Als sich die Pandemie im Frühjahr 2020 zuspitzte, gab Breidenbach (Jahrgang 1963) als einer der ersten Konzernchefs bereits am 18. März eine Gewinnwarnung heraus und leitete ein hartes Sparprogramm ein.
Bis zum Herbst entspannte sich die Lage jedoch wieder, und Breidenbach konnte vor Kurzem die Jahresprognosen des MDAX-Konzerns für das Geschäftsjahr 2020/21 (31. Mai) anheben. Der Umsatz soll demnach auf 6,1 bis 6,6 Milliarden Euro steigen (bislang 5,6 bis 6,1 Milliarden), die Vorsteuerergebnismarge bei sechs bis acht Prozent liegen (zuvor vier bis sechs). "Erfolgreich mit permanentem Kostendruck umzugehen, ist Teil unserer Autozulieferer-DNA. Deshalb stehen wir auch noch 120 Jahre nach der Firmengründung an der Spitze der weltweit führenden Autozulieferer", erläutert Breidenbach im Interview mit BÖRSE ONLINE.
Börse Online: Sie spüren "deutlich mehr Rückenwind vom Markt", wie Sie kürzlich sagten. Woher kommt die Unterstützung konkret?

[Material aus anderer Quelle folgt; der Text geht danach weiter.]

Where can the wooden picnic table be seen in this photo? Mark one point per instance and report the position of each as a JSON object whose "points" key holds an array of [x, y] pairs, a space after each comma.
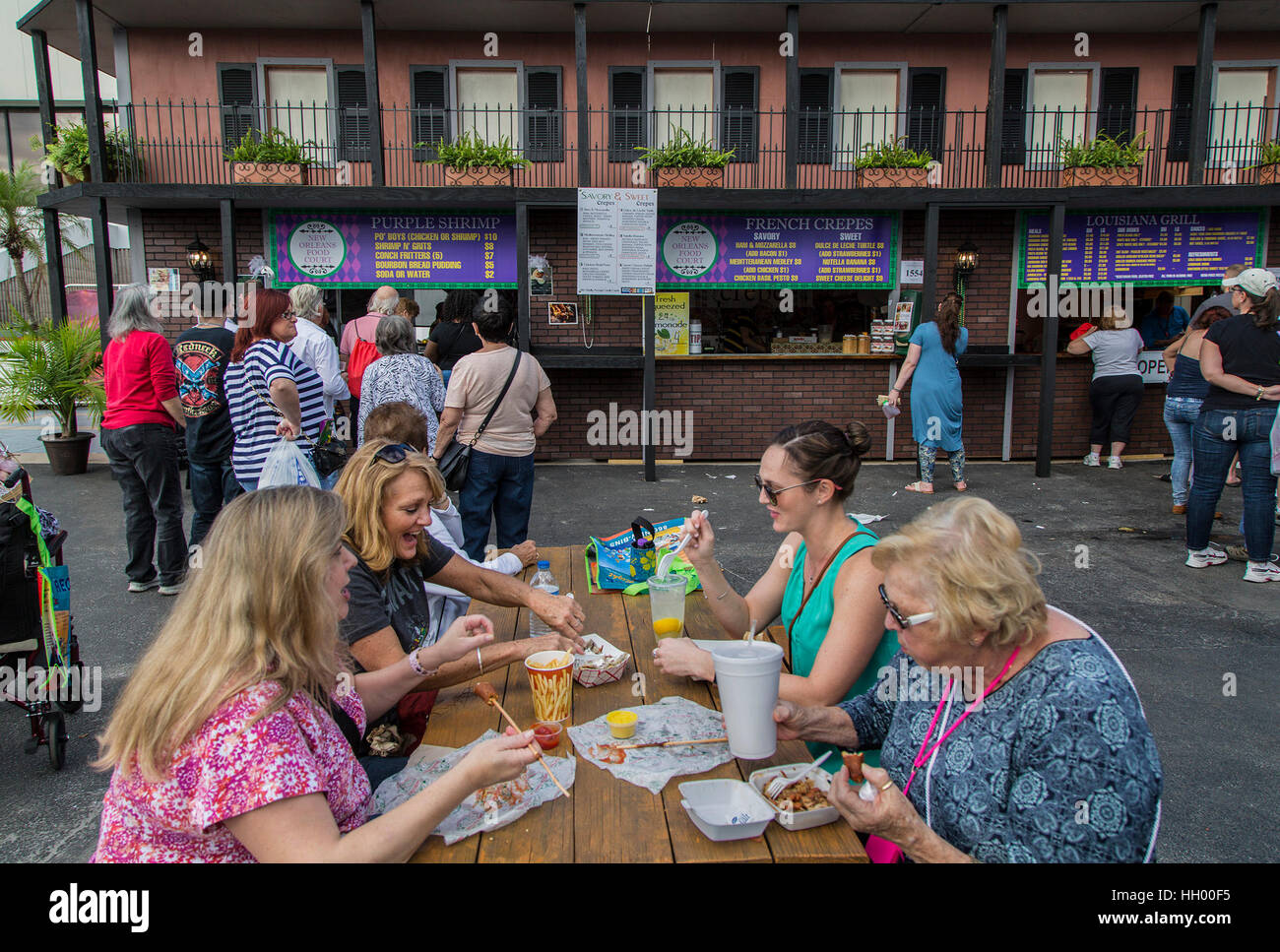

Rolf Breidenbach: Die globale Fahrzeugproduktion hat sich in den letzten Monaten besser als erwartet entwickelt. Statt einem Minus von zwölf Prozent lag die Produktion im ersten Halbjahr nur noch um minus 4,3 Prozent zurück. Es wurden somit 3,6 Millionen Fahrzeuge mehr produziert als ursprünglich angenommen. Zurückzuführen ist das auf die schnellere Erholung der Wirtschaft Chinas sowie Nord- und Südamerikas, aber auch Europas.
Wie schlägt sich das bei Ihnen im Produktportfolio nieder?
Drei Viertel unseres Konzernumsatzes generieren wir im Automotivbereich mit innovativen Licht- und Elektronikprodukten. Dieses Geschäft ist wegen der höheren Fahrzeugproduktion gewachsen. Aber auch das Werkstatt- und Ersatzteilgeschäft hat sich positiv entwickelt.
Die Bewältigung der Corona-Krise dauert länger als erwartet. Wie planen Sie in einem solchen Umfeld für 2021?
Aufgrund der aktuellen Marktentwicklung blicken wir inzwischen deutlich optimistischer auf die kommenden Monate und haben die Prognose für das volle Geschäftsjahr angehoben. Doch das Marktumfeld bleibt labil und herausfordernd. Wegen der Corona-Pandemie werden wir weiter auf Sicht fahren müssen.
Was könnte ein verschärfter Lockdown bei Hella anrichten?
Ein großflächiger Lockdown, wie beispielsweise in Deutschland im Frühjahr könnte unsere Geschäftsentwicklung massiv beeinträchtigen, etwa in Form von Produktionsausfällen oder Störungen in der Lieferkette.
Wie kommen Sie mit dem eingeleiteten Sparprogramm voran?
Bis Ende 2023 sollen am Unternehmenssitz in Lippstadt in Verwaltung und Entwicklung rund 900 Stellen abgebaut werden, so sozialverträglich wie möglich. Bisher liegen wir gut im Zeitplan.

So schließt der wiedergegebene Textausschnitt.